Father Chaumonot had scarcely organized his Huron church on Isle Orleans when he was summoned to a new field. The Iroquois, their hands reeking with the blood of Goupil, Jogues, Daniel, Brébeuf, Lalemant, Garnier, asked for missionaries. They began to respect the faith which gave such heroes, able to read the grandeur of Christianity in the virtues of its apostles.
Father le Moyne had led the way to Onondaga. Dablon and Chaumonot followed. In a general assembly of the cantons, Father Chaumonot proclaimed the faith with such eloquence, and in a style so adapted to reach the Indian mind, that the Indians lost their cold indifference, and applauded loudly, while Father Dablon himself listened in wonder to the language of his fellow-missioner. The mission was established. Huron captives formed a nucleus, around which gathered Iroquois converts, warriors and matrons, sachems and orators.
There was no sparing of vice. Amid all the suspicion that lurked in the Indian mind against the motives of the missionaries, and compelled constant discourses and apologies, the fearless missionaries rebuked them for their evil life.

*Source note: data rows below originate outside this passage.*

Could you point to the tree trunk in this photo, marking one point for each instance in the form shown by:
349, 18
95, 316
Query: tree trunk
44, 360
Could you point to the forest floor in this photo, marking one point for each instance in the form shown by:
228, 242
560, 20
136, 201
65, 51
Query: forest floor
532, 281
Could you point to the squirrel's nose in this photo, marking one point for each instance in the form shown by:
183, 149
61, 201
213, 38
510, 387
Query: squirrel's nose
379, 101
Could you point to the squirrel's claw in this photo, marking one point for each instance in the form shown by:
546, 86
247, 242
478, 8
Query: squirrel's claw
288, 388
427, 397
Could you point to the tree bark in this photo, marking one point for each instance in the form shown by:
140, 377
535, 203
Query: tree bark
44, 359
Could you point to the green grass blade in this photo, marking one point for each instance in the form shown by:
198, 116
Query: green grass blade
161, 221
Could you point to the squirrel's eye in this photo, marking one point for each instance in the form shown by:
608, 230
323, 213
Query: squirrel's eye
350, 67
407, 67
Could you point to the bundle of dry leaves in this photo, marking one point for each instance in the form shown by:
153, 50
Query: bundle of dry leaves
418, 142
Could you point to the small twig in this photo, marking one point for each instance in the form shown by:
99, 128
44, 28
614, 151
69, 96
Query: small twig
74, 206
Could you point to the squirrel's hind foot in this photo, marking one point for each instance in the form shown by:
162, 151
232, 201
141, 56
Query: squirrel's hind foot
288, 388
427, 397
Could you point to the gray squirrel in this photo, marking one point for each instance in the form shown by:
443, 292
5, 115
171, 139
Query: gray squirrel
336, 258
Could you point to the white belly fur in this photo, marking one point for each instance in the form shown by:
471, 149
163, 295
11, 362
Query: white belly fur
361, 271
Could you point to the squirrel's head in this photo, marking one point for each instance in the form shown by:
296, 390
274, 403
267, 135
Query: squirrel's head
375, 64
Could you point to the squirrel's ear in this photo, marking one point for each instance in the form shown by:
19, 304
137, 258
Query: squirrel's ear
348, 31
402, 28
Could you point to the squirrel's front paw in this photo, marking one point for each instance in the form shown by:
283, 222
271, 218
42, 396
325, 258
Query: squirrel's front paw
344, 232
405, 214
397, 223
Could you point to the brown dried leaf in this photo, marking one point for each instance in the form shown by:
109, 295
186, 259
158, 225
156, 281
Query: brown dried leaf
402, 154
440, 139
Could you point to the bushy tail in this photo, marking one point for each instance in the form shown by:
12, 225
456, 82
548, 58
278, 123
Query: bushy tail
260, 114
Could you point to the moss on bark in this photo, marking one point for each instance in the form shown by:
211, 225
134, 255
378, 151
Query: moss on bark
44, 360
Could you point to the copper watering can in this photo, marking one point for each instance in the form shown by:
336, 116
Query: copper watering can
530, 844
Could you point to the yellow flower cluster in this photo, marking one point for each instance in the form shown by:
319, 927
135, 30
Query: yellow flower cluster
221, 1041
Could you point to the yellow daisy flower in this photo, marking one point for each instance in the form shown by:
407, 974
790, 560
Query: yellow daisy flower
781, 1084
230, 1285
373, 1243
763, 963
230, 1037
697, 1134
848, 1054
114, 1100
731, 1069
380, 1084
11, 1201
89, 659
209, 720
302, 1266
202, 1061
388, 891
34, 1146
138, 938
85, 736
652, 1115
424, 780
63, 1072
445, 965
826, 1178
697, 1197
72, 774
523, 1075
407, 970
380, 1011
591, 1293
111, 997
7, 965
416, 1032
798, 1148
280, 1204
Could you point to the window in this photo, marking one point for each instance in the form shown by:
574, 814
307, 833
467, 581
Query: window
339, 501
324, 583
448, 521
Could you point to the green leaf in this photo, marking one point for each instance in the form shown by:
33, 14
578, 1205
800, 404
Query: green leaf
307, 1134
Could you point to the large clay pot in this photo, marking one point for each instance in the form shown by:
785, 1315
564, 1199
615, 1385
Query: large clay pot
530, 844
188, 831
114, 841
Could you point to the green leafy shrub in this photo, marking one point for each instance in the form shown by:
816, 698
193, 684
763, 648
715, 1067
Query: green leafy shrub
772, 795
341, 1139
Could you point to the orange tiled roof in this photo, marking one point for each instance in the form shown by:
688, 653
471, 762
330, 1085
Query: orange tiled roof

Once, when accusations were made that the blackgowns came to diminish their numbers and blight their race, Father Chaumonot boldly retorted the charge on the men, and showed them that, by their infidelity and harshness to their wives, their divorces, abandoning them, and overtasking their strength, they caused the death of their children, and were forced to adopt captives to fill their cabins. Christian marriage alone, he showed them, could save the race from extermination.
This advocacy of woman’s real rights closed the mouths of his assailants, and so won the women of Onondaga to the cause of Christianity that they wished to render public thanks to the fearless missionary. They gave him a great banquet, to which they came adorned in all their finest ornaments, to dance to the cadence of two native minstrels, while they sang his praises and thanked him for his advocacy.
Strange that alarmed statisticians in this country point now to the same causes as producing the rapid decline in the birth-rate of the Americans as a people, while the church, echoing Chaumonot’s sermon of two centuries ago, points to the sacrament of matrimony as the only sure hope for the country.
The Onondaga mission of 1655 is full of beautiful details. Its end was strange and romantic. A plot formed for the destruction of all the French was baffled by a secret flight, so adroitly managed that the Indians believed that the French had become invisible.
Montreal was the next field of our missionary. Here, in 1663, with the aid of Madame d’Ailleboust, Margaret Bourgeoys, foundress of the Congregation Sisters, Mother de Brésoles, of the Hôtel Dieu, and other pious persons, he founded a society which has for its model the Holy House of Nazareth, to which he was so devoted, and which has for two hundred years been the instrument of incalculable good in Canada—one of the mighty aids in maintaining the family faith and family piety—the Society of the Holy Family. Amid our great wants is such a society, to sanctify Christian families, by modelling them on that of Jesus, Mary, and Joseph.